Co-habitation and Agreements

Peace of mind

for you and your partner

Many people now choose to live together without any formal ties, either before marriage or a civil partnership, or for the whole duration of their relationship. If such an 'informal' relationship breaks down, the parties do not enjoy the same level of protection as married couples or those who have chosen to enter into a civil partnership. Despite this, clearly the issues can still be complex and costly litigation may ensue if it is not possible to reach agreement. It is therefore important for couples to consider regulating their relationship at the outset and certainly once the decision has been made to live together. This can be done using a cohabitation agreement. Although consideration of such a formal agreement can prove difficult, any such discussions can bring openness and maturity to the relationship.

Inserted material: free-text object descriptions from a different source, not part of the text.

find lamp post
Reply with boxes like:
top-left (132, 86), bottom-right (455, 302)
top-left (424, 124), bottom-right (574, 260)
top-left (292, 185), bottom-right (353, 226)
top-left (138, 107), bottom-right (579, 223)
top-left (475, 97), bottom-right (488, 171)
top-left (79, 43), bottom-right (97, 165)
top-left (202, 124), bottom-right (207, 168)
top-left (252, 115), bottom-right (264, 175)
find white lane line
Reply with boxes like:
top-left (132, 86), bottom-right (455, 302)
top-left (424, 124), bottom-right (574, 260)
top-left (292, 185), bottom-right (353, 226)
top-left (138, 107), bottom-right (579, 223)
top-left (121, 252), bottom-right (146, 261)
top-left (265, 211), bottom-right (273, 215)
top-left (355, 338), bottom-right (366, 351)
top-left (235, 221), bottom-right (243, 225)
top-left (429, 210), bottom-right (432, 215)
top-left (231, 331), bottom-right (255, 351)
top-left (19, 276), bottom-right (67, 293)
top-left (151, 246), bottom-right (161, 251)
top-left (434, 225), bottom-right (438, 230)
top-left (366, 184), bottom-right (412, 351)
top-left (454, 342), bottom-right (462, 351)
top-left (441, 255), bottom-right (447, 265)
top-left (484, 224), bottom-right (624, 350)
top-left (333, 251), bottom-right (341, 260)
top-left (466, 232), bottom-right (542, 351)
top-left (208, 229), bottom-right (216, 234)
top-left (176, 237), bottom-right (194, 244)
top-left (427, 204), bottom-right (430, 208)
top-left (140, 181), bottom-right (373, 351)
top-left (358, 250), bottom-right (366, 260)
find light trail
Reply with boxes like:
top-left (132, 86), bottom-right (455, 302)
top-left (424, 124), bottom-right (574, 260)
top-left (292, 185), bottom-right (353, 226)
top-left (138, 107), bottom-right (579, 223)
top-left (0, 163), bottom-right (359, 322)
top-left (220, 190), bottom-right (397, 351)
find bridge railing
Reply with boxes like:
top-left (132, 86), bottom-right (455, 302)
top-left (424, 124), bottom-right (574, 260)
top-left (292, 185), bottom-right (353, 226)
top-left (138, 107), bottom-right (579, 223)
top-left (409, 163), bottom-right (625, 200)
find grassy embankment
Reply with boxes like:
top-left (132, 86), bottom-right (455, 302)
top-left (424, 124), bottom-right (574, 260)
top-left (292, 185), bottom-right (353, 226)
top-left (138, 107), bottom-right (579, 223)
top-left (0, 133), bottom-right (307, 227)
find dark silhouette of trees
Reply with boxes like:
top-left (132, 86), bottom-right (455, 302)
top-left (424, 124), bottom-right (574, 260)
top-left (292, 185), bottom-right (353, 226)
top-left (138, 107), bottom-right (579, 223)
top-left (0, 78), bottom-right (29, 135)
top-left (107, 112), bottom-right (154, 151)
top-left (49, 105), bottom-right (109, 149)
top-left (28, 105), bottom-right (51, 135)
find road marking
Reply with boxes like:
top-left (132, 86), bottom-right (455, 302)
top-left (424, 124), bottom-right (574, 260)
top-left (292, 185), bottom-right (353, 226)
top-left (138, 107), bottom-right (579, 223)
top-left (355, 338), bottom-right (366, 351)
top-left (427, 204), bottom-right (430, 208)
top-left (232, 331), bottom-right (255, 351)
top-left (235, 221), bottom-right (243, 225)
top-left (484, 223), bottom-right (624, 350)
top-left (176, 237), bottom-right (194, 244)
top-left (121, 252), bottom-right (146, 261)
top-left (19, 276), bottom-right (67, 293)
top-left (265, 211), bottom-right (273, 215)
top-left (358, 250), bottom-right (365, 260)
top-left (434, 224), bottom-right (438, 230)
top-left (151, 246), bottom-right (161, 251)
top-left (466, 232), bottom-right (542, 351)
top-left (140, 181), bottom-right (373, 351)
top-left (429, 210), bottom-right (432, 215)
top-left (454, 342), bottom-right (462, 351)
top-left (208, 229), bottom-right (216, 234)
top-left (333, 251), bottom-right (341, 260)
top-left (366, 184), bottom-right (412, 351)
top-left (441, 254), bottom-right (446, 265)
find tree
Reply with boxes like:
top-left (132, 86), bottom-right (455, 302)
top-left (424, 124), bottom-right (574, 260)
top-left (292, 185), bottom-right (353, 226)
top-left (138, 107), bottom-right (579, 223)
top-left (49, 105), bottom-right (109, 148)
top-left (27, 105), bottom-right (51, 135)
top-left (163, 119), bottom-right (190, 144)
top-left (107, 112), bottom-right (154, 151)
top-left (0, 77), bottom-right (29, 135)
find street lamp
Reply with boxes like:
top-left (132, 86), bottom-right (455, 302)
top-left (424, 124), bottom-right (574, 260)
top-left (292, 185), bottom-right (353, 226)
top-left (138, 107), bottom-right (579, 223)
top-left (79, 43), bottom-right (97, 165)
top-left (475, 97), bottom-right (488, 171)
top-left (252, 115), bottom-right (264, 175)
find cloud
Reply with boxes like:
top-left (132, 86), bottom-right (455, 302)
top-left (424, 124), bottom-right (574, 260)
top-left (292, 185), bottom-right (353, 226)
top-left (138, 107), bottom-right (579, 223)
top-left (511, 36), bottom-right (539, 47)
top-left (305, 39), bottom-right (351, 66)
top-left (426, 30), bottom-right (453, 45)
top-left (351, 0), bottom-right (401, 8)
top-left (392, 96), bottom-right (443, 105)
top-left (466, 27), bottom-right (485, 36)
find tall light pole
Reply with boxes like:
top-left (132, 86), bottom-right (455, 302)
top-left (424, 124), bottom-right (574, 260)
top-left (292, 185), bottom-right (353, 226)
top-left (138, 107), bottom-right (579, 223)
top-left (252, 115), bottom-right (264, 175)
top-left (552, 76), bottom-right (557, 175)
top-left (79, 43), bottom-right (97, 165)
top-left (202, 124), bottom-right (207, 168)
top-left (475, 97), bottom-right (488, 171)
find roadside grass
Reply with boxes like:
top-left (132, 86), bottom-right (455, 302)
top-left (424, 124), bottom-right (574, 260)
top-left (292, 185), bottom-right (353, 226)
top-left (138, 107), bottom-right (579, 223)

Although Cohabitation agreements are currently not legally binding, the Courts are increasingly placing weight on the contents and, if information has been shared honestly, there is more chance that they will hold each party to their side of the bargain. Equally, if both parties have received the benefit of independent legal advice, then there should be no question as to undue pressure in entering the agreement. It is a flexible agreement and the contents can be as simple or as complex as you wish. It can include:

  • Income and expenditure responsibilities,
  • Sensible terms if one owns the home both intend to share,
  • Trust deed plans for mortgage payments,
  • Share of property; how proceeds to be split if one dies,

In addition to entering in a Cohabitation Agreement, couples should also consider preparing wills since, if one of you should die, your assets will go to your next of kin and not your partner.